We divide our discussion of treatments for AMD into two categories. This first category includes treatments that have proven effectiveness in clinical trials and that are also widely utilized by ophthalmologists throughout the U.S. This category will be the most useful to persons who have the disease now or will be diagnosed in the near future. In general, these treatments are applicable to specific groups of AMD patients with specific types of disease. Therefore, it is necessary for individual patients to be evaluated by an ophthalmologist to determine if they are suitable for these treatments. The second category consists of “experimental” treatments that are under evaluation in ongoing clinical trials or in other types of clinical investigations. The results of these studies are not yet published so it is unknown as to whether these treatments will be effective or not. This is a rapidly moving area of research.

At present there are no proven treatment strategies for preventing the early phases of AMD.  All proven treatment strategies are designed to prevent the “wet” form of the disease or to slow or arrest the progression of the “wet” form of the disease.

We strongly recommend that all patients consult with their ophthalmologists in making any decisions about undergoing treatments for AMD.


Proven

Laser photocoagulation treatment (“hot laser”) of blood vessels growing under the retina (CNV) has been the standard of care for many years for wet AMD.  This treatment involves identifying blood vessels under the retina using fluorescein angiography.  Because the laser also affects the retina overlying the blood vessels, this treatment cannot be used in patients whose CNV is present under the fovea.  Patients with poorly defined CNV, large CNV, or blister-like detachments of the retinal pigment epithelium are also not eligible for this treatment. Because of these restrictions, which were established by a series of clinical trials between 1982 and 1997 (Macular Photocoagulation Study), only 13% of patients with CNV qualify for this treatment.

Photodynamic therapy (“cold laser” or PDT) involves injecting a light-sensitive dye such as verteporfin, which is attached to a lipid-containing carrier molecule, into the circulating blood. The carrier molecule is taken up preferentially by growing cells like those that form CNV. Once the drug reaches the right concentration in these cells, a low-intensity laser light is shone into the area of the macula containing the CNV. The light activates the dye, converts oxygen that is normally present in tissue to a highly energized form that causes damage to cells. A clot forms in the blood vessels, which become occluded and eventually regress. The therapeutic effect of PDT does not occur until the drug and the laser are combined. Because the drug accumulates in the target tissue, and the laser is directed to the CNV, PDT involves less damage to surrounding tissues than “hot laser”. Therefore it can be administered again if CNV recurs. 

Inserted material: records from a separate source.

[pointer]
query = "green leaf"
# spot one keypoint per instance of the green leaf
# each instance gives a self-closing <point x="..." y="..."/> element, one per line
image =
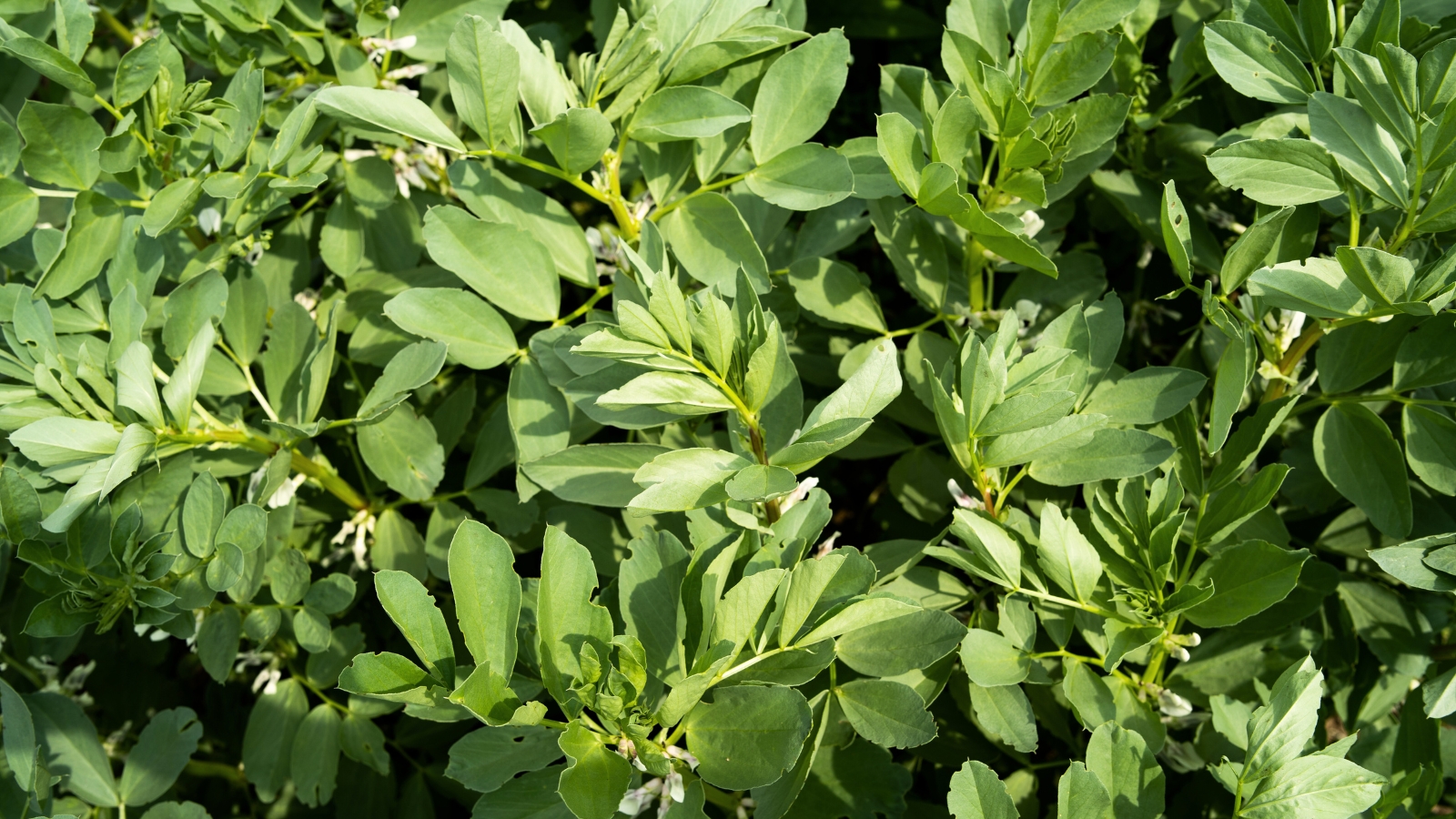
<point x="887" y="713"/>
<point x="268" y="741"/>
<point x="747" y="736"/>
<point x="1127" y="768"/>
<point x="19" y="208"/>
<point x="1278" y="172"/>
<point x="404" y="452"/>
<point x="1315" y="785"/>
<point x="594" y="474"/>
<point x="577" y="138"/>
<point x="686" y="479"/>
<point x="136" y="72"/>
<point x="593" y="783"/>
<point x="1365" y="152"/>
<point x="1382" y="99"/>
<point x="217" y="640"/>
<point x="414" y="612"/>
<point x="900" y="644"/>
<point x="245" y="91"/>
<point x="191" y="305"/>
<point x="1249" y="251"/>
<point x="1005" y="235"/>
<point x="805" y="177"/>
<point x="1067" y="555"/>
<point x="990" y="659"/>
<point x="386" y="676"/>
<point x="137" y="388"/>
<point x="565" y="617"/>
<point x="1074" y="67"/>
<point x="1247" y="579"/>
<point x="487" y="595"/>
<point x="797" y="95"/>
<point x="759" y="482"/>
<point x="247" y="317"/>
<point x="1111" y="453"/>
<point x="495" y="197"/>
<point x="1005" y="713"/>
<point x="739" y="43"/>
<point x="499" y="261"/>
<point x="1358" y="453"/>
<point x="531" y="796"/>
<point x="1234" y="504"/>
<point x="373" y="108"/>
<point x="70" y="748"/>
<point x="484" y="75"/>
<point x="1256" y="65"/>
<point x="899" y="145"/>
<point x="977" y="793"/>
<point x="1280" y="729"/>
<point x="1380" y="278"/>
<point x="1081" y="793"/>
<point x="470" y="329"/>
<point x="48" y="62"/>
<point x="19" y="736"/>
<point x="1312" y="286"/>
<point x="1426" y="356"/>
<point x="1431" y="446"/>
<point x="1177" y="234"/>
<point x="488" y="758"/>
<point x="681" y="394"/>
<point x="412" y="368"/>
<point x="997" y="552"/>
<point x="711" y="239"/>
<point x="834" y="292"/>
<point x="315" y="760"/>
<point x="162" y="751"/>
<point x="684" y="113"/>
<point x="1147" y="397"/>
<point x="187" y="376"/>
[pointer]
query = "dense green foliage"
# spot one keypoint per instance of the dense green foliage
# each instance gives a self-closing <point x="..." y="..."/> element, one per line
<point x="725" y="409"/>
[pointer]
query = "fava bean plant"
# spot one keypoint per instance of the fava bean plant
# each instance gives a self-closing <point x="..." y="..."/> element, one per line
<point x="727" y="409"/>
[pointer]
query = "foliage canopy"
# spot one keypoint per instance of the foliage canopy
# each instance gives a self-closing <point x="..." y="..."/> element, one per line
<point x="727" y="409"/>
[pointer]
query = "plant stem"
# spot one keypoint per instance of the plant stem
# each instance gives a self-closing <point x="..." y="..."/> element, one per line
<point x="1354" y="222"/>
<point x="118" y="28"/>
<point x="592" y="302"/>
<point x="302" y="464"/>
<point x="1290" y="360"/>
<point x="252" y="385"/>
<point x="1065" y="602"/>
<point x="575" y="181"/>
<point x="916" y="329"/>
<point x="703" y="189"/>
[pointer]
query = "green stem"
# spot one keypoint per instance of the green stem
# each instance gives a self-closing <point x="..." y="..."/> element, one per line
<point x="302" y="464"/>
<point x="1065" y="602"/>
<point x="217" y="770"/>
<point x="1369" y="398"/>
<point x="703" y="189"/>
<point x="916" y="329"/>
<point x="602" y="293"/>
<point x="575" y="181"/>
<point x="248" y="376"/>
<point x="118" y="28"/>
<point x="1354" y="220"/>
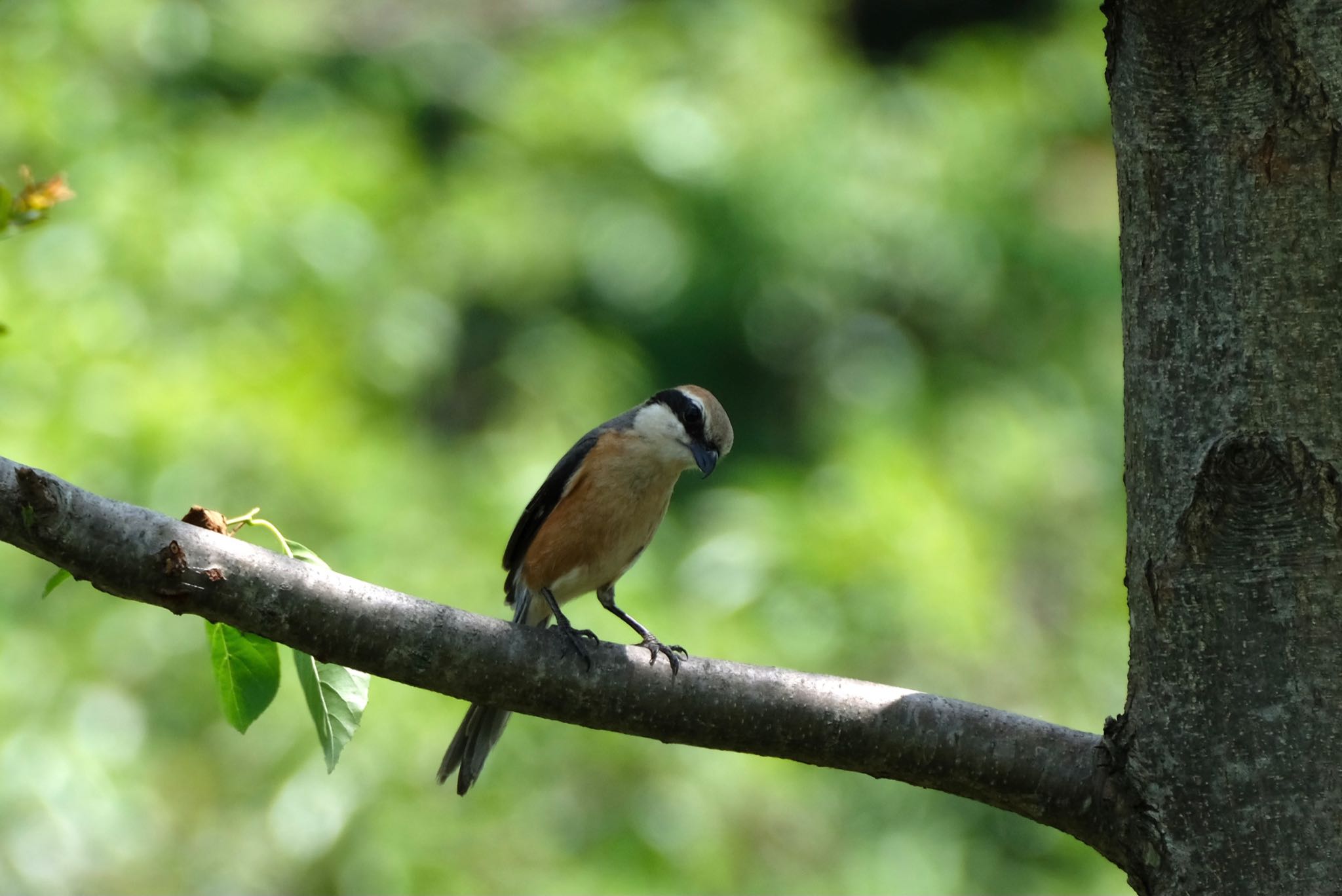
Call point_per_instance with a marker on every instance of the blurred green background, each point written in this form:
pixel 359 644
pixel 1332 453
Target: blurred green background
pixel 376 266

Anti-oxidant vitamin and mineral supplementation has long been thought to be a way to maintain the health of the retina. This is because the retina is normally exposed to high levels of oxygen, which may damage cells as it is utilized. Cells have naturally occurring defense mechanisms against this damage.  The recent Age-related Eye Disease Study, a large study sponsored by the National Eye Institute, part of the National Institutes of Health, examined the effect of an anti-oxidant mixture (vitamin C, vitamin E, beta-carotene, zinc, and copper) on AMD patients.  Patients received zinc, the vitamins, or both.  This study determined that a group of patients at high risk for developing CNV were about 20% less likely to suffer vision loss due to advanced AMD if they took zinc and vitamins.  These patients already had advanced AMD in one eye.  The supplements did not prevent the initial development of AMD, nor did they restore vision that was already lost.

Intravitreal Macugen Injection
Macugen is a drug that has been in use since December 2004 (also called pegaptanib sodium injection). It blocks a signal in the eye (VEGF) that causes the abnormal growth of blood vessels (CNV, also called “wet AMD”), and is thus called an anti-angiogenic agent. It is injected into the eye every 6 weeks for up to a 2-year period. With this treatment, for 80% of patients vision remains stable and they do not continue losing vision. About 6% of patients regain some of the vision they lost. Almost 20% of patients will continue to lose vision.

Intravitreal Avastin Injection
Avastin (also called bevacizumab) is a drug that has been in use since 2004 for the treatment of colon cancer. It is an anti-angiogenic agent. More recently, it has been shown that when it is injected into the eyes of persons with “wet” AMD every 1 to 3 months, vision is stabilized in 90-95% of patients. Almost 36% of patients regain some of the lost vision. 5-10% of patients continue to lose vision. Avastin is used an “off-label” manner by ophthalmologists to treat AMD since the drug was approved by the FDA for colon cancer not AMD.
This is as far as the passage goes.